This example shows the behavior of the electric field on the surface of a high voltage insulator with conductive contamination. The model consists of a dielectric cylindrical insulator (epoxy resin) which is capped by two electrodes and contaminated by seven water drops. The frequency of the alternating voltage is 50 Hz and a voltage gradient of 500 V/mm is applied. Further details of the application and the simulation method can be found in [1, pp. 224-231].

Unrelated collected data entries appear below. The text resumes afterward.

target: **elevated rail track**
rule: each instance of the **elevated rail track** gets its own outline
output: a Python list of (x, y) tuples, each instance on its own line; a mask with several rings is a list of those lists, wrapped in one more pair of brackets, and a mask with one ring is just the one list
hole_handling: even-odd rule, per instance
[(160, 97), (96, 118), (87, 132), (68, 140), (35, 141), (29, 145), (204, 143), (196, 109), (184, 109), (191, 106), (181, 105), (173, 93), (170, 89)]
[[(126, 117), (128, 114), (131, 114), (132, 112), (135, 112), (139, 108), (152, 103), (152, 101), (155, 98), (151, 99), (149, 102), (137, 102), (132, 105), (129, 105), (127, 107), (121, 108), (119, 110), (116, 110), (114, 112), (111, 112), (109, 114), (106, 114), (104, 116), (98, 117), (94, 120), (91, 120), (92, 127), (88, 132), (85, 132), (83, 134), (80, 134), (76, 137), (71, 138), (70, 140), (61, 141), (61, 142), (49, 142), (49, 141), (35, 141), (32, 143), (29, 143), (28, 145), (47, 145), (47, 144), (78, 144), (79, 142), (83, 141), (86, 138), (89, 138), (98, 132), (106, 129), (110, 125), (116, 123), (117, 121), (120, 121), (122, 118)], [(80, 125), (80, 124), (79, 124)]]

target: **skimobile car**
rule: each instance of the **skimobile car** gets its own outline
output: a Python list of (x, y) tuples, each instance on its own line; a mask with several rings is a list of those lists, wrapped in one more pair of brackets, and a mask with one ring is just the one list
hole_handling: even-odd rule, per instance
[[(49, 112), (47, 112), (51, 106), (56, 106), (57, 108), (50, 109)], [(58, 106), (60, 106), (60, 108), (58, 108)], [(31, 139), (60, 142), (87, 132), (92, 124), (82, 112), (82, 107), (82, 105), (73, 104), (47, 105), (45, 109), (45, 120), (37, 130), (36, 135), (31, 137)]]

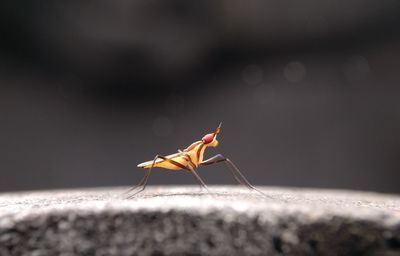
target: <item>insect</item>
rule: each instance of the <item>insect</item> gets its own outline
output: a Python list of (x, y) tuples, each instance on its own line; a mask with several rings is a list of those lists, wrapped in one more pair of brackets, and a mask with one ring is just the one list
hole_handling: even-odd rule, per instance
[[(261, 194), (261, 191), (257, 190), (249, 181), (243, 176), (236, 165), (224, 157), (221, 154), (217, 154), (207, 160), (203, 160), (204, 152), (208, 147), (217, 147), (219, 142), (217, 140), (217, 135), (221, 132), (221, 125), (219, 124), (214, 133), (209, 133), (203, 136), (199, 141), (193, 142), (189, 147), (184, 150), (178, 150), (177, 153), (163, 156), (156, 155), (153, 160), (138, 164), (138, 167), (146, 169), (146, 173), (142, 180), (136, 186), (129, 189), (126, 193), (130, 193), (128, 198), (134, 197), (136, 194), (145, 190), (147, 182), (149, 180), (151, 171), (155, 167), (174, 170), (174, 171), (188, 171), (193, 174), (197, 179), (201, 188), (208, 191), (207, 185), (204, 183), (203, 179), (199, 176), (196, 169), (201, 166), (212, 165), (220, 162), (224, 162), (228, 169), (231, 171), (234, 179), (241, 185), (248, 187), (249, 189), (256, 190)], [(125, 194), (126, 194), (125, 193)]]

Figure 1 shows the model geometry. The structure generation involves the creation of three cylinders (representing the insulator and the electrodes) and several spheres (representing the waterdrops). The cylinders are inserted into the spheres by a Boolean operation. The generation of the spheres is performed by a VBA macro which allows for the creation of an arbitrary number of randomly distributed waterdrops....
The blue line is the path along which the electric field is be evaluated for both the E-Static and Electroquasistatic fields.
The model is solved with the electroquasistatic solver with a solver accuracy 1e-6. In Figure 2 the resulting E-fields are superimposed on the partially refined tetrahedral mesh used. This model can also be solved with the electrostatic solver which, however, does not take into account the conductivity of the waterdrops. An inherent systematic error is therefore made with the electrostatic solver. The difference in the results is best quantified by inspecting the field values at particular points or along predefined curves such as the one shown in Figure 1. The difference between the electric field along the curve for the electro- and electroquasistatic cases can be clearly seen in Figure 3.
This article has demonstrated the importance of the EQS Solver in CST EMS and its application to the simulation of a high voltage insulator. The difference between the Static and Quasistatic solvers has been shown.
 Van Rienen, Ursula, Numerical Methods in Computational Electrodynamics : Linear Systems in Practical Applications, Berlin: Springer-Verlag, 2001.